When questioned if the heightened pressure necessitated a halt in rate increases, Reserve Bank of Australia (RBA) Assistant Governor Christopher Kent declared that the Board would contemplate economic conditions during its next policy meeting in April. This was only one component among many components taken into consideration.

“The Board has remained vigilant in assessing the economic climate, as is their routine. Unfortunately, a few establishments have been poorly managed and must now be held accountable,” said Kent.

The central bank has indicated that higher rates are likely necessary to bring inflation under control. Yet, the markets believe that global banking tensions may result in the Reserve Bank of Australia’s 10-month interest rate increases ending soon.

The RBA Assistant Governor, Kent, explicitly stated that the Reserve Bank of Australia had not taken part in the dollar liquidity operations declared by the Federal Reserve and other major central banks on Sunday.

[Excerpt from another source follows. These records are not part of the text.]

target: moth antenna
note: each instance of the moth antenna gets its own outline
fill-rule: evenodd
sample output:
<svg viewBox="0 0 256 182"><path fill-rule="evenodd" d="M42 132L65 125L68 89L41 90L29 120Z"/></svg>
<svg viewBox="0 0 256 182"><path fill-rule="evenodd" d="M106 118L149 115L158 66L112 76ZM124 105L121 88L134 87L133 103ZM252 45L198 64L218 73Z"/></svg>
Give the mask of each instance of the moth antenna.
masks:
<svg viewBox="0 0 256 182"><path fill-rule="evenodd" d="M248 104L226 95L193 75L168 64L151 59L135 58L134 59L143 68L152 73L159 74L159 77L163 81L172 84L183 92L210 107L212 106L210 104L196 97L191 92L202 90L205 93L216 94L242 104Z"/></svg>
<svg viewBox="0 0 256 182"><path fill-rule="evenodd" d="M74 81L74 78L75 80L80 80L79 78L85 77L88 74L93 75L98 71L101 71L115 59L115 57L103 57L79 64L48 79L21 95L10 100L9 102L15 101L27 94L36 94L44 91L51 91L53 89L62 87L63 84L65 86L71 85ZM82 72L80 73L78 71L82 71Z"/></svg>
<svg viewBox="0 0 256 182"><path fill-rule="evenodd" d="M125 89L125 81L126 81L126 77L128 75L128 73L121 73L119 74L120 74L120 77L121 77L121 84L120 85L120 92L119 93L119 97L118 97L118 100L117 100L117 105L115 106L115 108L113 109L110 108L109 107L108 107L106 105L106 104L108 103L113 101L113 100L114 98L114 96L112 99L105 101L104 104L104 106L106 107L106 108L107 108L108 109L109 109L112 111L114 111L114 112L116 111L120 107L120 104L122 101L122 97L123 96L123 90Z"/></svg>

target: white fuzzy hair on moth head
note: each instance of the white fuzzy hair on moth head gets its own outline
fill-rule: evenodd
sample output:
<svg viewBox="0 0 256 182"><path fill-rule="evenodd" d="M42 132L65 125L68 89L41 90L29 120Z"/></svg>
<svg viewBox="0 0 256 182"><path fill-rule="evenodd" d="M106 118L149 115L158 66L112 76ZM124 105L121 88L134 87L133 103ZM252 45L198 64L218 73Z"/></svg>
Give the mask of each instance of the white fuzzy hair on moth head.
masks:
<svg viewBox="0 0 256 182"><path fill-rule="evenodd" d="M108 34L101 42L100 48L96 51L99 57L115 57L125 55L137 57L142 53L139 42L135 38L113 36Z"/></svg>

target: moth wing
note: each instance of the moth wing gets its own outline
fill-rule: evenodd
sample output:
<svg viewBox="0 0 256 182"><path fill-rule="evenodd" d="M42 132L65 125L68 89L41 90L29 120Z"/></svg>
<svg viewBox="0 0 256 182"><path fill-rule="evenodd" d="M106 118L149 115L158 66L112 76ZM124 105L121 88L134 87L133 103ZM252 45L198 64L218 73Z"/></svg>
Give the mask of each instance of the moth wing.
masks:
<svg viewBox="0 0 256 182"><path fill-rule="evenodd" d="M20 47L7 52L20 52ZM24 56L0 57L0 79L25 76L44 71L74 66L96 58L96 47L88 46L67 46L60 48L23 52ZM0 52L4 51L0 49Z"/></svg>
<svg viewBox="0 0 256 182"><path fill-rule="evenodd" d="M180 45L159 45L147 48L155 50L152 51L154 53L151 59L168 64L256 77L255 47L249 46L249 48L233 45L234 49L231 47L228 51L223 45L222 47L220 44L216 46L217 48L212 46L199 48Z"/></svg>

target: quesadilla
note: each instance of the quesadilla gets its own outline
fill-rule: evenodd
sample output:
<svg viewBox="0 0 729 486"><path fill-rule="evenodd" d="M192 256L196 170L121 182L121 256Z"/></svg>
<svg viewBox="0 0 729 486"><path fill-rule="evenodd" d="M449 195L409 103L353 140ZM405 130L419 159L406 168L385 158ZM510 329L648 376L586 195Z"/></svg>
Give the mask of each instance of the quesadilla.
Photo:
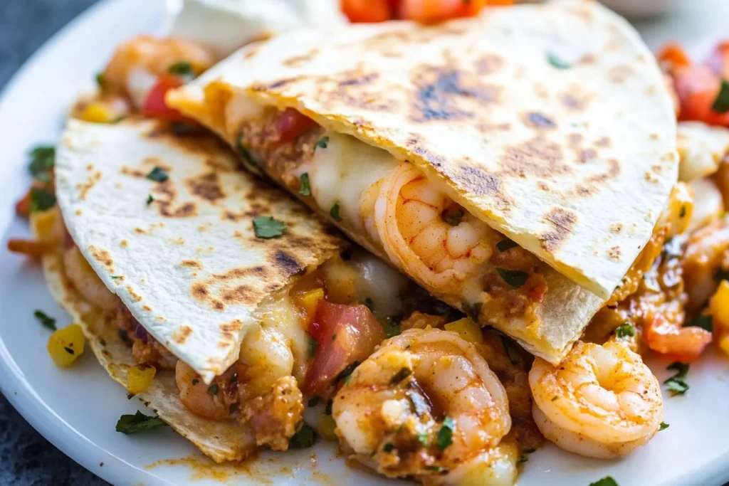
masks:
<svg viewBox="0 0 729 486"><path fill-rule="evenodd" d="M327 396L401 326L458 318L236 170L222 142L174 126L69 120L58 208L33 221L52 294L101 364L214 460L285 450L305 395Z"/></svg>
<svg viewBox="0 0 729 486"><path fill-rule="evenodd" d="M292 31L166 99L553 363L621 285L678 171L660 71L596 2Z"/></svg>

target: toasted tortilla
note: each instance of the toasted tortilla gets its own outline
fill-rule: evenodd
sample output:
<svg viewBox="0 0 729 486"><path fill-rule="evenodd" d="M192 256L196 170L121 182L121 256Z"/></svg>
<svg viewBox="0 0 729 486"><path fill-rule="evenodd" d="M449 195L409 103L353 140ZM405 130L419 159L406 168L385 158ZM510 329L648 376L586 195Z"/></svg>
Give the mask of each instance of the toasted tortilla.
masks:
<svg viewBox="0 0 729 486"><path fill-rule="evenodd" d="M230 141L233 95L294 107L416 164L603 299L650 239L678 171L660 71L637 32L595 1L291 31L168 101Z"/></svg>
<svg viewBox="0 0 729 486"><path fill-rule="evenodd" d="M238 358L265 297L346 246L236 166L209 134L177 137L150 120L71 119L57 149L56 195L74 241L139 324L206 383ZM168 179L150 180L155 168ZM286 231L256 238L260 216Z"/></svg>

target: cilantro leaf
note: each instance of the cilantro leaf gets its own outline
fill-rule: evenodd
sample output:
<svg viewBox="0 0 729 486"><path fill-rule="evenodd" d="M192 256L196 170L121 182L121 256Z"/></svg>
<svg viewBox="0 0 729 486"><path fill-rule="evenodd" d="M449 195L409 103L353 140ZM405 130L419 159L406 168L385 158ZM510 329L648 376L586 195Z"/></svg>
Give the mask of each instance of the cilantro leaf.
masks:
<svg viewBox="0 0 729 486"><path fill-rule="evenodd" d="M253 219L253 230L256 238L268 240L281 236L286 231L286 224L270 216L260 216Z"/></svg>
<svg viewBox="0 0 729 486"><path fill-rule="evenodd" d="M167 423L159 417L145 415L137 410L133 415L122 415L117 422L117 431L122 434L136 434L141 431L164 427Z"/></svg>

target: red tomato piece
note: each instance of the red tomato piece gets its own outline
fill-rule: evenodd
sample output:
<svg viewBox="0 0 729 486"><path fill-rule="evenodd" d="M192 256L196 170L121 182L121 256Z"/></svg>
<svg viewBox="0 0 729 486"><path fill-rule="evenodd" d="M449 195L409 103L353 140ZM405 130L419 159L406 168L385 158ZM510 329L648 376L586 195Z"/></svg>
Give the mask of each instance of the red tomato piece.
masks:
<svg viewBox="0 0 729 486"><path fill-rule="evenodd" d="M384 22L391 18L391 0L340 0L342 12L353 23Z"/></svg>
<svg viewBox="0 0 729 486"><path fill-rule="evenodd" d="M276 122L279 142L290 141L316 126L316 122L293 108L286 108Z"/></svg>
<svg viewBox="0 0 729 486"><path fill-rule="evenodd" d="M174 108L170 108L165 102L165 95L170 90L179 87L184 81L176 76L163 74L157 81L144 101L141 112L146 117L155 117L169 120L187 121L187 118Z"/></svg>
<svg viewBox="0 0 729 486"><path fill-rule="evenodd" d="M385 338L382 326L362 305L319 301L309 333L319 342L302 391L323 394L354 361L366 359Z"/></svg>

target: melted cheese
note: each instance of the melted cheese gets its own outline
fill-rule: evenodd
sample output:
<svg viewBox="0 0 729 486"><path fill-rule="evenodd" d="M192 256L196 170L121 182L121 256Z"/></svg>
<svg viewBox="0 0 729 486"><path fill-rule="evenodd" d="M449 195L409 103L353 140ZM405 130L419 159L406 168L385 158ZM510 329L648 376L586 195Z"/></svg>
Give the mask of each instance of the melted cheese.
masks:
<svg viewBox="0 0 729 486"><path fill-rule="evenodd" d="M327 148L317 147L309 172L311 194L329 211L339 205L339 215L356 230L362 228L359 203L362 192L394 169L397 160L386 150L353 136L330 133Z"/></svg>

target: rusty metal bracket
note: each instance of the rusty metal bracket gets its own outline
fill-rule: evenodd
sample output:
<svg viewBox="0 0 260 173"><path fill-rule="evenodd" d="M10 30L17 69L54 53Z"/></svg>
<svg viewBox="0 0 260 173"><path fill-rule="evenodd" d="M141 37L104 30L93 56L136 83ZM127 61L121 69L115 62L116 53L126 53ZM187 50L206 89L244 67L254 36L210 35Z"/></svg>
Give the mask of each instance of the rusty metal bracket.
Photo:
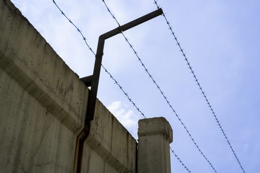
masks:
<svg viewBox="0 0 260 173"><path fill-rule="evenodd" d="M103 50L105 40L118 34L121 33L122 32L126 31L156 16L161 15L162 14L162 10L161 8L159 8L132 21L127 23L126 24L115 28L113 30L105 33L100 36L98 43L97 53L96 55L96 60L95 62L93 75L81 79L87 86L91 86L89 94L85 122L91 121L93 120L94 118L95 108L96 106L96 99L97 98L97 94L98 93L98 87L99 86L99 81L100 76L100 70L101 69L102 57L103 56Z"/></svg>
<svg viewBox="0 0 260 173"><path fill-rule="evenodd" d="M78 135L77 138L73 171L74 173L79 173L81 172L84 142L89 134L90 122L94 119L105 40L129 29L133 28L161 15L162 13L163 12L161 8L159 8L142 17L139 17L139 18L127 23L126 24L120 26L106 32L99 37L97 53L96 54L96 60L95 61L93 75L80 79L87 86L90 86L91 88L89 92L84 128Z"/></svg>

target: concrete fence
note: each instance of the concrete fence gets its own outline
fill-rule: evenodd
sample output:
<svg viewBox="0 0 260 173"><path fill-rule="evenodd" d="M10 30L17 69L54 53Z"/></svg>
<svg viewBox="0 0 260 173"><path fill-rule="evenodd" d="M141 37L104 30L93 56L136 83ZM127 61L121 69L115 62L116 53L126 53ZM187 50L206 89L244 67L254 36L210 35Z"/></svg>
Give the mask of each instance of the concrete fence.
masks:
<svg viewBox="0 0 260 173"><path fill-rule="evenodd" d="M88 93L19 10L0 0L0 173L73 173ZM97 99L81 172L170 173L169 124L142 120L139 128L138 144Z"/></svg>

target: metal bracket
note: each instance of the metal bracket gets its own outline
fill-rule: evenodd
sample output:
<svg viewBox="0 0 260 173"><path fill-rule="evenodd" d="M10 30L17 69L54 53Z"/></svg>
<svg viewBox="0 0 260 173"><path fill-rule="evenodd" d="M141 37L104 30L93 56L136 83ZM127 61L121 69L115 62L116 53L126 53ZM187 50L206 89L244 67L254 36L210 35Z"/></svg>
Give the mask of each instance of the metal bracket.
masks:
<svg viewBox="0 0 260 173"><path fill-rule="evenodd" d="M118 34L121 33L123 31L126 31L161 15L162 13L163 12L161 8L159 8L156 10L127 23L124 25L120 26L100 36L97 53L96 54L96 60L95 61L93 75L80 79L87 86L91 86L91 88L89 92L84 128L77 137L74 173L80 173L81 172L84 142L89 133L90 122L94 119L105 40Z"/></svg>
<svg viewBox="0 0 260 173"><path fill-rule="evenodd" d="M81 79L82 82L83 82L87 86L91 86L91 88L90 89L89 93L85 123L93 120L94 119L95 108L96 106L96 100L97 99L97 94L98 93L98 87L99 86L99 81L100 76L100 70L101 69L102 57L103 56L103 50L105 40L118 34L121 33L123 31L126 31L161 15L162 13L163 12L161 8L159 8L142 17L128 22L126 24L116 28L100 36L99 38L99 43L98 43L97 53L96 55L96 60L95 62L93 75Z"/></svg>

Still, he further noted that he was maintaining contact with foreign counterparts.

He declared that the worldwide banking system was much better than during the international financial turmoil and proclaimed that Australia’s banks are “undeniably robust,” with capital levels surpassing mandated requirements.

Problems of delayed monetary policy were also highlighted. He noted that a higher percentage of fixed-rate mortgages and increased savings amassed during the pandemic have caused it to take longer for interest rate increases to be felt in the economy.

As the Bank pays close attention to how monetary policy is affecting household spending, employment and inflation, it stands ready to take action to bring prices back into its desired range promptly,” Kent said. 

Australian financial markets may be volatile, but the good news is that they are still operating. And more importantly, all of Australia’s banks are rock solid – with capital and liquidity levels far exceeding regulatory requirements,” Kent further stated. 

Driven by the financial instability in the global system, the central bank has pushed cash rates up to a ten-year peak of 3.6 per cent, having raised it multiple times since May last year. Kent acknowledged this pressure on the international market yet downplayed its effect on domestic banks.